This post concerns an ongoing point of contention over at Deacon Duncan's blog. Originally drafted as a comment to this post, I decided it was probably too potentially incendiary, and I certainly don't want to stir up more of the crap over there that I'm speaking against here. Still, a catharsis needs to cathars, and this one's been sitting at about 9.5 centimeters for quite a while. It was time to push.
Duncan: First of all, my comments here are not meant as a criticism of your intent, nor am I questioning your right to manage your blog in whatever way you see fit. I appreciate most of the content here, including much of that with which I vehemently disagree. We learn. We sharpen our skills, and our arguments. Hell, sometimes we even change our minds! However, regarding the subject who’s obviously at the center of this tempest-in-a-teapot, I have a few thoughts.

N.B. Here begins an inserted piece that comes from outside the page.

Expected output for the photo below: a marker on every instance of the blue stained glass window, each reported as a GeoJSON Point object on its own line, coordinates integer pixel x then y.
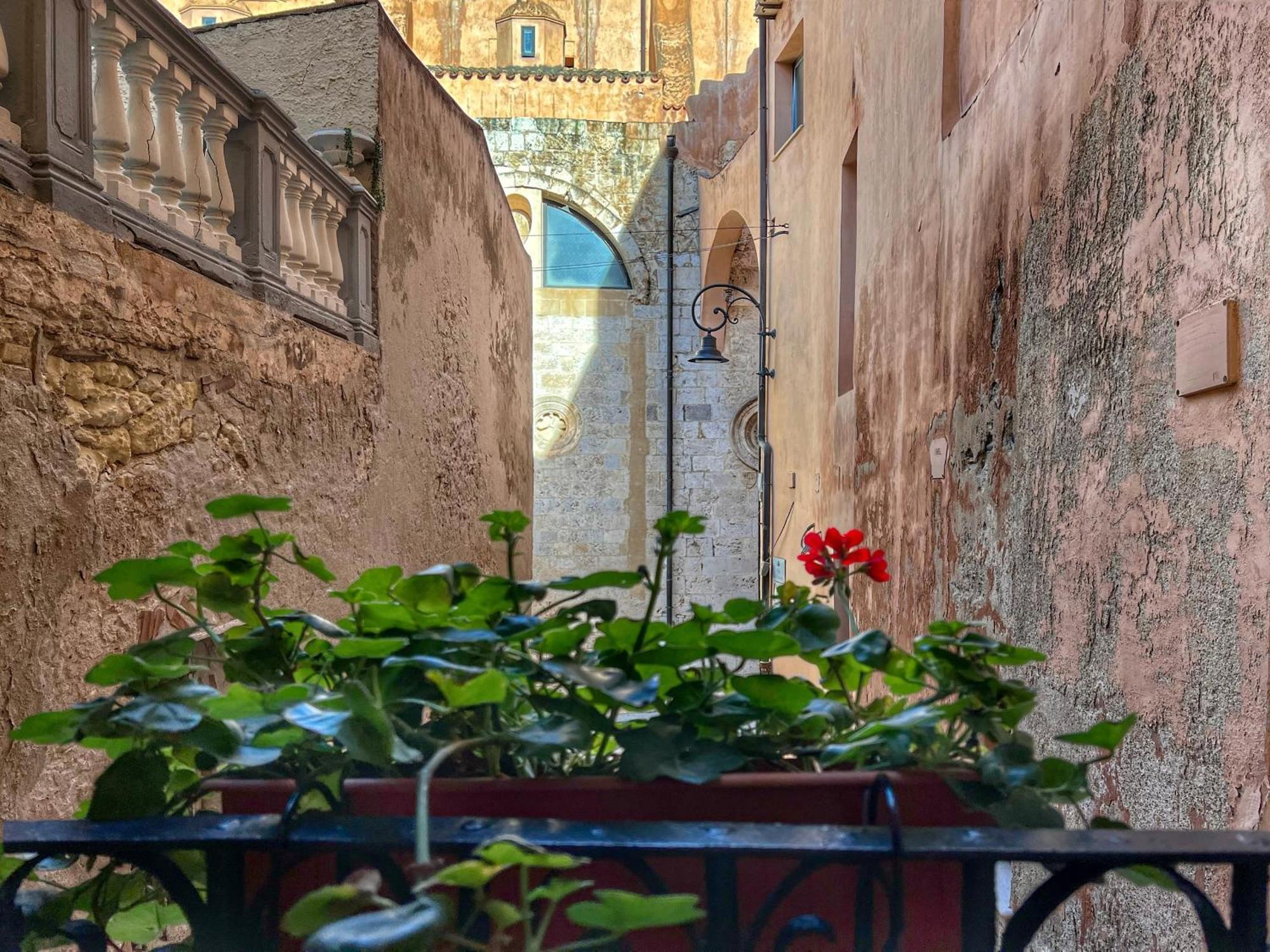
{"type": "Point", "coordinates": [578, 256]}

This perambulatory ‘conversation’ (and yes, I use the term loosely) concerning miracles, their nature, verification and the like, has been going on for, what, 3 months? My take is that it still resides, languishing, at square one, and will remain there interminably. I predicted this would be the case from early on. That’s why I dropped out, though I came back a couple times to take some shots born mainly out of sheer frustration...and maybe a naive hopefulness aimed at getting the train back on the tracks (if it ever was). My foible, I suppose. Still, I believe time has shown I’m not the only one who sees this whole thing as an epistemological black hole from which no light will ever emerge; at least, as far as any real headway regarding the content of the conversation is concerned. You’re probably right that there’s some peripheral benefit derived from the sparks at the event horizon, to extend my analogy. But I’m not so sure those gains balance out the sense of utter futility I think many commenters have concerning this seemingly endless, circular discussion.
You’ve said that you discourage discussion about motives, but I wonder...can a clean break always be made between the comment, and the one who makes the comment? I’m not suggesting that we should be overly disparaging or cruel, but there’s bound to be some spillover from time to time, if you know what I mean. For instance, when I accuse someone of speaking in bad faith, or of being a sophist, these are opinions derived from what I like to think is a careful analysis of what he’s said. When someone constantly misleads, misdirects, changes implicit meanings through semantic wrangling, moves goal posts, hijacks every position onto an epistemological merry-go-round, and simply glosses over every point that he can’t wiggle out of, what’s one to say? Nothing? Of course one can just shrug it off, and continue to reiterate, and reiterate, and reiterate...but when does turning the other cheek become just getting slapped around? Eventually, it’s natural that people are going to get pissed off. Somebody once said they wished they could argue with a computer, the computer being less prone to emotional argumentation, more rational, yada yada yada. In this case, I’m afraid said computer might be forced to use it’s automatic cd-rom eject for other than specified purposes.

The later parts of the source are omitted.